事例3:入札段階では配置予定、実行段階で欠員発生
状況:C組が落札後、配置予定していた主任技術者が他現場で専任配置となり、配置変更が必要に
問題点:入札説明書で「現場専任」と宣言しているため、配置変更時は発注者の承認が必須。無断配置変更は契約違反
対策:入札時点で主任技術者を複数候補から選定し、変更時の対応体制を事前構築。保有技術者の余裕度を経営層まで周知します。
現場配置後の確認ポイント
契約後、工事開始までに以下を確認します。
書類提出
- 技術者の資格証コピー(発注者提出)
- 現場配置届(建設業許可申請関係書類)
- 健康診断書(安全配置管理)
現場初日の実行確認
- 配置技術者が現場に到着しているか
- 看板への記載内容が正確か
- 指導・監督権限の周知が完了しているか
まとめ
建築工事入札における技術者配置は、入札参加前の段階で80%が決まります。
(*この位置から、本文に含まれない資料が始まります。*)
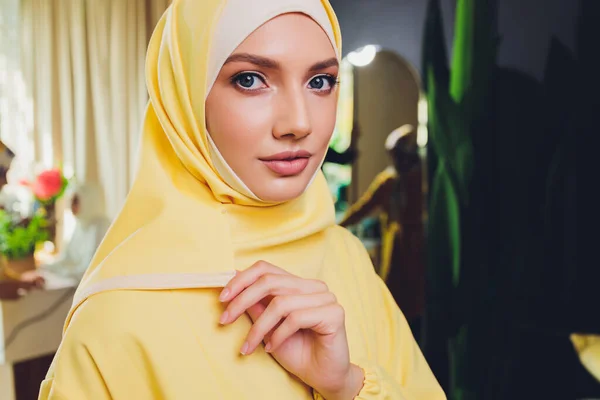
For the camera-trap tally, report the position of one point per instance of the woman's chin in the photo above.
(279, 190)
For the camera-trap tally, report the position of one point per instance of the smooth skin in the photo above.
(278, 92)
(301, 323)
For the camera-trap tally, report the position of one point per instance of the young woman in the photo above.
(225, 276)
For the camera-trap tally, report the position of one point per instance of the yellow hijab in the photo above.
(188, 219)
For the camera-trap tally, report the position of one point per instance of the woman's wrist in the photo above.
(350, 389)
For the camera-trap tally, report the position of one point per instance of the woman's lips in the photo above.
(287, 167)
(288, 163)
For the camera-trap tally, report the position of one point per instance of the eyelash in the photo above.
(331, 79)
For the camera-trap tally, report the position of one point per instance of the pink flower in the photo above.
(47, 185)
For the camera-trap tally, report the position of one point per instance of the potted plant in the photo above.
(18, 241)
(47, 188)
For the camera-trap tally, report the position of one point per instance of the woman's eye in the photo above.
(322, 83)
(248, 81)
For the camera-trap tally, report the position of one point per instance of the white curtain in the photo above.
(83, 67)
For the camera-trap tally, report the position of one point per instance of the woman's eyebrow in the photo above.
(332, 62)
(268, 63)
(253, 59)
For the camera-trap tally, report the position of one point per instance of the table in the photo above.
(41, 314)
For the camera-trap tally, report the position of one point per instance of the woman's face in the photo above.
(271, 111)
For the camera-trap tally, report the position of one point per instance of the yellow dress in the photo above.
(144, 323)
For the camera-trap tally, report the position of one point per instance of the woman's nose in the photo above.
(293, 117)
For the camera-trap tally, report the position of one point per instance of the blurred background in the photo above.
(453, 160)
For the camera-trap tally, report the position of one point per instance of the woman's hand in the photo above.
(301, 323)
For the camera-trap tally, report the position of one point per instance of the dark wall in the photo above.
(525, 27)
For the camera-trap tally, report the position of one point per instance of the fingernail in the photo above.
(244, 348)
(224, 294)
(224, 318)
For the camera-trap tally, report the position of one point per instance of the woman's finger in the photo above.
(269, 285)
(245, 278)
(279, 308)
(324, 320)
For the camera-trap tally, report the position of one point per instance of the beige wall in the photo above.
(386, 97)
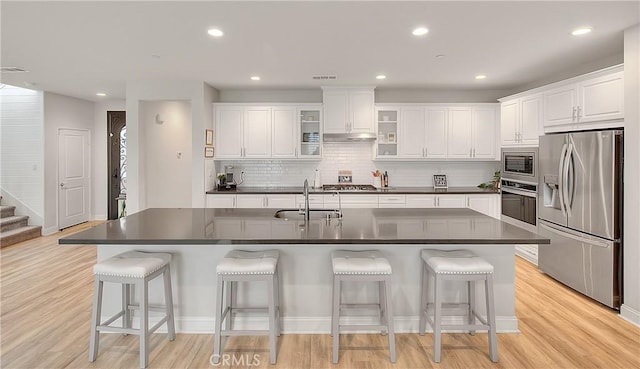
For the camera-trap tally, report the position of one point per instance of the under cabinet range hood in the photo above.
(349, 137)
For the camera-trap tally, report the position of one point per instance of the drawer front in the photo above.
(392, 201)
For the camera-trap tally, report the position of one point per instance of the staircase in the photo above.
(15, 228)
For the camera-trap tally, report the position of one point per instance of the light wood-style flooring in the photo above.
(45, 306)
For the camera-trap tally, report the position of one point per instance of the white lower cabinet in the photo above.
(528, 252)
(280, 201)
(221, 201)
(315, 201)
(351, 201)
(251, 201)
(392, 201)
(488, 204)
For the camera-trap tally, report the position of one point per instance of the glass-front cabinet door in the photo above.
(387, 127)
(310, 136)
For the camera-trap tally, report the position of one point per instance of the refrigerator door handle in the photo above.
(563, 153)
(564, 232)
(565, 178)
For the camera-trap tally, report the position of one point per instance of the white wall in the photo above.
(418, 95)
(167, 153)
(210, 95)
(138, 91)
(357, 157)
(60, 112)
(631, 308)
(309, 95)
(99, 152)
(22, 151)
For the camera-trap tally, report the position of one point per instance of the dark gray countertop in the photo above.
(258, 226)
(388, 190)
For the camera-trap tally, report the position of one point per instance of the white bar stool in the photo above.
(458, 265)
(246, 266)
(137, 269)
(362, 266)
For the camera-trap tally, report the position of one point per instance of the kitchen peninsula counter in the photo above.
(358, 226)
(199, 238)
(387, 190)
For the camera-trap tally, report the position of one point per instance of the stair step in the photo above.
(14, 236)
(16, 221)
(7, 211)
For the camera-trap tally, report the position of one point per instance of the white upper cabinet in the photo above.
(348, 109)
(284, 132)
(483, 133)
(577, 105)
(436, 142)
(439, 132)
(520, 121)
(228, 123)
(601, 98)
(412, 131)
(257, 132)
(459, 137)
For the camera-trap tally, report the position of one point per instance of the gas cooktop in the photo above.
(348, 187)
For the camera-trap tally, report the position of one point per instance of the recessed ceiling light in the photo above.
(215, 32)
(581, 31)
(420, 31)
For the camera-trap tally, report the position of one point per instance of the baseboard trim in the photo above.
(630, 314)
(49, 231)
(315, 325)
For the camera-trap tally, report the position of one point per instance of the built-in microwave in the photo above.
(520, 163)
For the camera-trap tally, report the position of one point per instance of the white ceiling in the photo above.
(80, 48)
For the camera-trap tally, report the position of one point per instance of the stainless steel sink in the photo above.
(294, 214)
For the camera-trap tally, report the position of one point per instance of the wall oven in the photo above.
(519, 187)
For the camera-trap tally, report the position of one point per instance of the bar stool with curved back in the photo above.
(457, 265)
(362, 266)
(246, 266)
(132, 268)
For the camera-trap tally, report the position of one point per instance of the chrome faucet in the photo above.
(306, 200)
(339, 212)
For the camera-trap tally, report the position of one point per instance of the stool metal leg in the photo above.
(276, 288)
(471, 294)
(389, 319)
(437, 319)
(272, 321)
(335, 318)
(424, 277)
(491, 318)
(217, 342)
(94, 340)
(126, 301)
(168, 302)
(144, 324)
(382, 302)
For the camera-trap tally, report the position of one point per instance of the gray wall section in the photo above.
(631, 307)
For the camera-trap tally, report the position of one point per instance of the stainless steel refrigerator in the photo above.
(580, 210)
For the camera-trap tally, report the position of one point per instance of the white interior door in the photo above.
(74, 158)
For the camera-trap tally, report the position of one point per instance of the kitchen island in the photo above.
(199, 238)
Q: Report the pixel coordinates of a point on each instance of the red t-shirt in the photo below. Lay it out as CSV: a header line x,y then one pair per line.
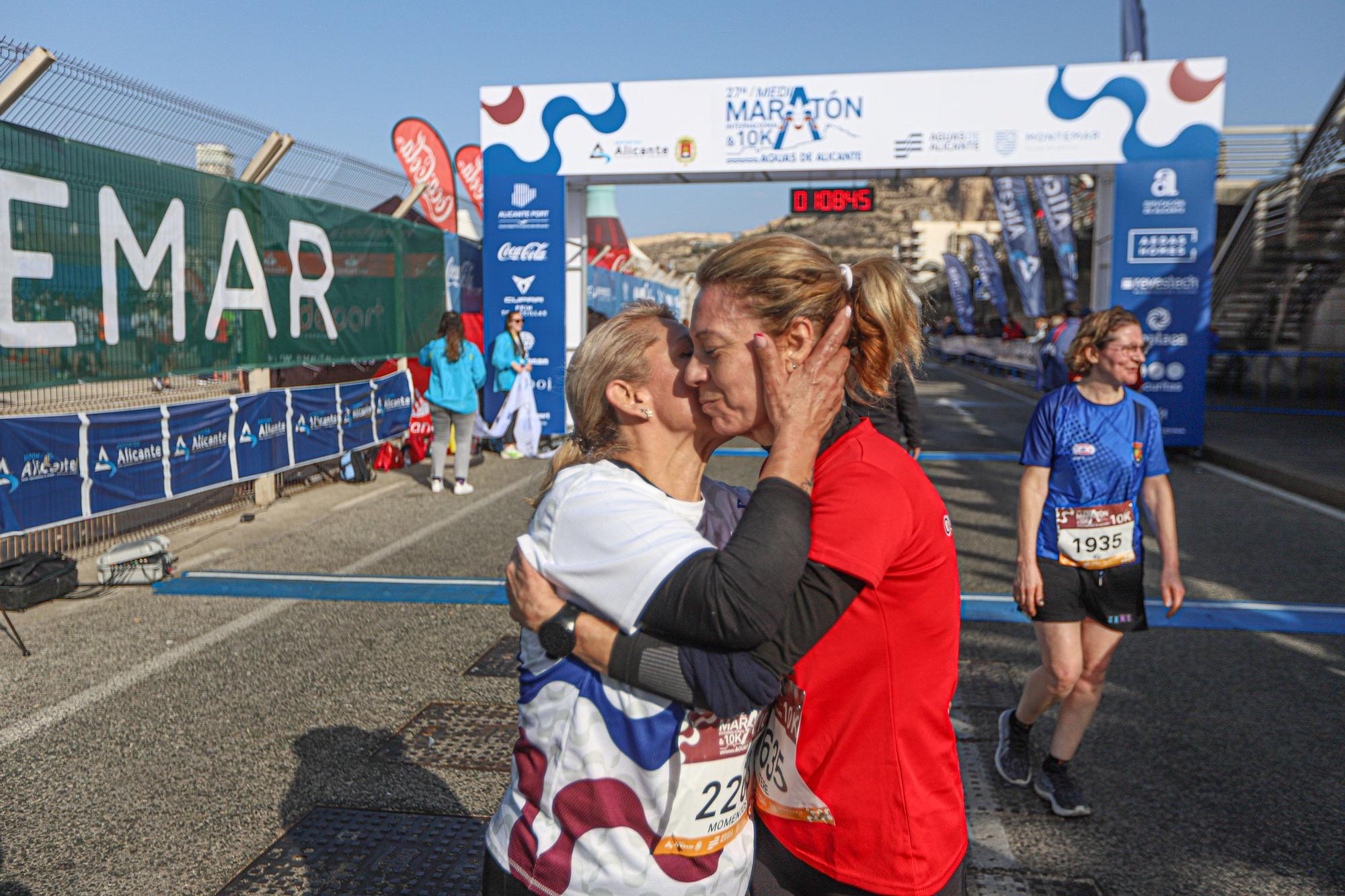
x,y
875,743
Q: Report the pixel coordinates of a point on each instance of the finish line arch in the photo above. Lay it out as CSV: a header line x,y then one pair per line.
x,y
1147,131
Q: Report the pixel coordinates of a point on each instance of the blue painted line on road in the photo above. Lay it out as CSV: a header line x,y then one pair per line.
x,y
1230,615
1300,412
926,455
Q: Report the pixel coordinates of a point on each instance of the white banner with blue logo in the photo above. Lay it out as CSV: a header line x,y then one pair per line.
x,y
1054,198
989,270
1163,248
1020,236
960,287
524,271
65,467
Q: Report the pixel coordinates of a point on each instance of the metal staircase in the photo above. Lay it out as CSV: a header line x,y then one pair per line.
x,y
1284,253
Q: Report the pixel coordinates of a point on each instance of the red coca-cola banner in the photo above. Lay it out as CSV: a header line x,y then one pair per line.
x,y
469,162
426,161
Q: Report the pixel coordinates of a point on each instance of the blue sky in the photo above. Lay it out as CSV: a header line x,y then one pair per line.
x,y
342,73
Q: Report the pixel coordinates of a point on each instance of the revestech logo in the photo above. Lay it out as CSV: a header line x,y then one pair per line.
x,y
38,464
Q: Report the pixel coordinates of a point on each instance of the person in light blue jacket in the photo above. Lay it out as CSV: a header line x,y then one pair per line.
x,y
509,357
457,370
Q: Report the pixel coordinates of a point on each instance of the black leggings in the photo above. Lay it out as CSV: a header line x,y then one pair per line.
x,y
778,872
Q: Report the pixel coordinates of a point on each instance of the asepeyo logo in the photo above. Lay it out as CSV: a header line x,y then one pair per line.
x,y
523,196
527,252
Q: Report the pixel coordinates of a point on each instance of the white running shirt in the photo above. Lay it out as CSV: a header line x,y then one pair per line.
x,y
617,790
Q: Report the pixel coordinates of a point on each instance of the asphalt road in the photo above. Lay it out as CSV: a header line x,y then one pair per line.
x,y
158,744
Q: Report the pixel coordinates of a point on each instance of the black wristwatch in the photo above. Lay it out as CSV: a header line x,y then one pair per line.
x,y
558,633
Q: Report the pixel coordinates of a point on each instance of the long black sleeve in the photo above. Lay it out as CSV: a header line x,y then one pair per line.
x,y
734,598
730,682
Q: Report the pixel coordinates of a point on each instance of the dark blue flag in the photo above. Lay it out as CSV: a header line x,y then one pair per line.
x,y
989,268
960,287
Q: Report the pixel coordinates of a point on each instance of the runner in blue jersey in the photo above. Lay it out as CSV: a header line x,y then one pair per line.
x,y
1093,451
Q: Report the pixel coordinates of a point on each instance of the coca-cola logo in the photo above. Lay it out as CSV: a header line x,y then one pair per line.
x,y
426,161
525,252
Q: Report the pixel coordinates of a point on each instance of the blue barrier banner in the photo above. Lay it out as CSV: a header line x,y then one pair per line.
x,y
317,423
1163,248
609,291
262,434
393,404
1054,198
357,415
524,271
127,459
989,267
65,467
1020,236
960,287
40,471
201,446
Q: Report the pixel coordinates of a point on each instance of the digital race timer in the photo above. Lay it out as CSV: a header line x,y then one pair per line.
x,y
831,200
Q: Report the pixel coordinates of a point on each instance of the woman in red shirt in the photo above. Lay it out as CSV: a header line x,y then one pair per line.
x,y
859,787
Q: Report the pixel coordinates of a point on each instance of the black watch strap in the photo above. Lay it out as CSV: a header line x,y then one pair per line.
x,y
558,633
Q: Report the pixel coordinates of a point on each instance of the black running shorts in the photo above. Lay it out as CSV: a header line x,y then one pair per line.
x,y
1113,598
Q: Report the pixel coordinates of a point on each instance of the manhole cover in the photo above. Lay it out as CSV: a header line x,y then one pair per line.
x,y
985,685
356,850
500,661
1003,884
457,735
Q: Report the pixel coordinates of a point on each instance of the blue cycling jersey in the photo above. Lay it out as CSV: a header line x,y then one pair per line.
x,y
1097,454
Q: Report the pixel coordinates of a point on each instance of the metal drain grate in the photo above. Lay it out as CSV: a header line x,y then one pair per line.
x,y
501,661
356,850
999,884
457,735
985,685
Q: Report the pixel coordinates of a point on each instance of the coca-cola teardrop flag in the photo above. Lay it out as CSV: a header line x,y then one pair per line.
x,y
426,161
469,162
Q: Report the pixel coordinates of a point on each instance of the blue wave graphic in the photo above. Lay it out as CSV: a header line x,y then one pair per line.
x,y
1196,142
648,741
504,161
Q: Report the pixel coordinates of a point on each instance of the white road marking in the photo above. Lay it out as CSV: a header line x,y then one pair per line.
x,y
57,713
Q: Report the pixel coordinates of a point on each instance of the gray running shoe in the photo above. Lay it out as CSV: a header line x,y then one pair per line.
x,y
1013,755
1062,792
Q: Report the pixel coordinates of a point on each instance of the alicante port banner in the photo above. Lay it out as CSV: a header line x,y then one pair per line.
x,y
116,267
65,467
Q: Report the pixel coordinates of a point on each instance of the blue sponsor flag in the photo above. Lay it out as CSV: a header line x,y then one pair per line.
x,y
960,287
989,268
1135,34
1054,198
1020,236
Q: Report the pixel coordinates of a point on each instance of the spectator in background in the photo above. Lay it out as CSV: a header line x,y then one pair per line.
x,y
509,357
457,372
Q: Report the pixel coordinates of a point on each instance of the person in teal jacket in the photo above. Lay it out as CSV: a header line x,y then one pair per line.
x,y
509,357
457,372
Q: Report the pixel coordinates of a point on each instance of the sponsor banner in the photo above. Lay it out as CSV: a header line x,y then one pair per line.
x,y
426,162
609,291
40,471
393,407
1054,198
193,274
262,434
524,271
989,268
201,446
960,287
67,467
1020,236
357,415
127,458
469,163
1164,233
977,119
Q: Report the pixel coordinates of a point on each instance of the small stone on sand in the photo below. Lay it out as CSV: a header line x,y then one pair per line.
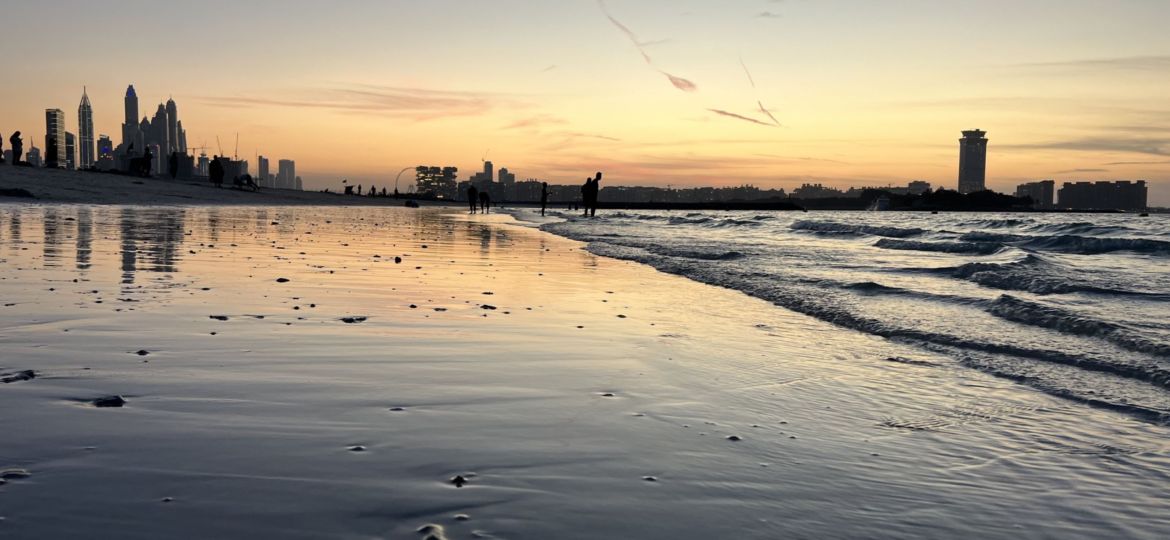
x,y
22,375
110,401
14,473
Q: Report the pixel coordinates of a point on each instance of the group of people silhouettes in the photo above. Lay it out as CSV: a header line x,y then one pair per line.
x,y
475,196
480,201
18,149
590,191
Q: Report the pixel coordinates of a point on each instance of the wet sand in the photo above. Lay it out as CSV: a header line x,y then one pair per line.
x,y
284,375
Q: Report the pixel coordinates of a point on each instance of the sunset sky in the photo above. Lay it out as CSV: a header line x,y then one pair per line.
x,y
662,92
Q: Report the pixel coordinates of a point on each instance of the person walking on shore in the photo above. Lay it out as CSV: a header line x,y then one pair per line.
x,y
18,147
484,202
544,196
594,195
473,198
586,193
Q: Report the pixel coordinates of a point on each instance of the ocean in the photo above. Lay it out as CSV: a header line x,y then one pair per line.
x,y
1072,304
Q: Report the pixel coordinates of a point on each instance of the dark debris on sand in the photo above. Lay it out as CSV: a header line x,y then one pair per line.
x,y
110,401
18,376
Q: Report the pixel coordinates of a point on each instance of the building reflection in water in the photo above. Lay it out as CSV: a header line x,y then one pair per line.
x,y
151,236
84,237
52,246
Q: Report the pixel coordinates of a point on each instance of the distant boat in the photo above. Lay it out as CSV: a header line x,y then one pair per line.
x,y
879,205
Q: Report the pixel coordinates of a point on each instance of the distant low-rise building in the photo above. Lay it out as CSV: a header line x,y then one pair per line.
x,y
1105,195
1040,192
816,191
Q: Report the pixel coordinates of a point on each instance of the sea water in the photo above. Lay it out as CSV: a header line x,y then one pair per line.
x,y
1073,304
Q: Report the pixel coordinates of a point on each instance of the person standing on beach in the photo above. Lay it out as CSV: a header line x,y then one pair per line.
x,y
484,202
544,196
586,192
597,192
18,147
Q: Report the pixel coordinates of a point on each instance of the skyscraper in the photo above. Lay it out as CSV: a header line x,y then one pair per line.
x,y
183,137
54,138
130,127
286,174
972,161
70,151
159,135
262,171
85,131
172,126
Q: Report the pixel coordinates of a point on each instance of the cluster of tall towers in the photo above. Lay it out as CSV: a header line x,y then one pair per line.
x,y
162,135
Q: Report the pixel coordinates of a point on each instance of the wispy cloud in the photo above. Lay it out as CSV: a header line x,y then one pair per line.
x,y
1138,146
415,103
1142,63
678,82
740,117
537,120
1137,163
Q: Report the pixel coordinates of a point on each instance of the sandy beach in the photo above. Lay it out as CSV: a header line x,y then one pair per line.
x,y
284,375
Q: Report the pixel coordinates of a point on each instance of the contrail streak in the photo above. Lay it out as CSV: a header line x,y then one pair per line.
x,y
765,111
678,82
740,117
759,103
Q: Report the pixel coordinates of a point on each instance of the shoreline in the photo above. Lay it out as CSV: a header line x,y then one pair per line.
x,y
578,396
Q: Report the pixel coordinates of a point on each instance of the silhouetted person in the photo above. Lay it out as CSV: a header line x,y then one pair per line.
x,y
18,147
215,170
586,195
597,193
484,202
544,196
140,166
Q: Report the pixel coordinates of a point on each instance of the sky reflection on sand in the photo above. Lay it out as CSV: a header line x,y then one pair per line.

工事金額と法律要件を確認し、保有技術者の資格と兼務可能性を早期に整理することで、落札後のトラブルを防げます。
本記事の4つの重要ポイントをおさえてください:
- 工事金額が3,000万円以上なら主任技術者と監理技術者は必ず別人
- 二級建築士は監理技術者になれない
- 監理技術者の複数現場兼務は不可
- 入札説明書の技術者配置基準は法令と異なることがある(発注者の細則を優先)
チェックリストを活用し、入札参加前に配置可能な技術者を確定させることが、安定した工事実行と企業信用の維持につながります。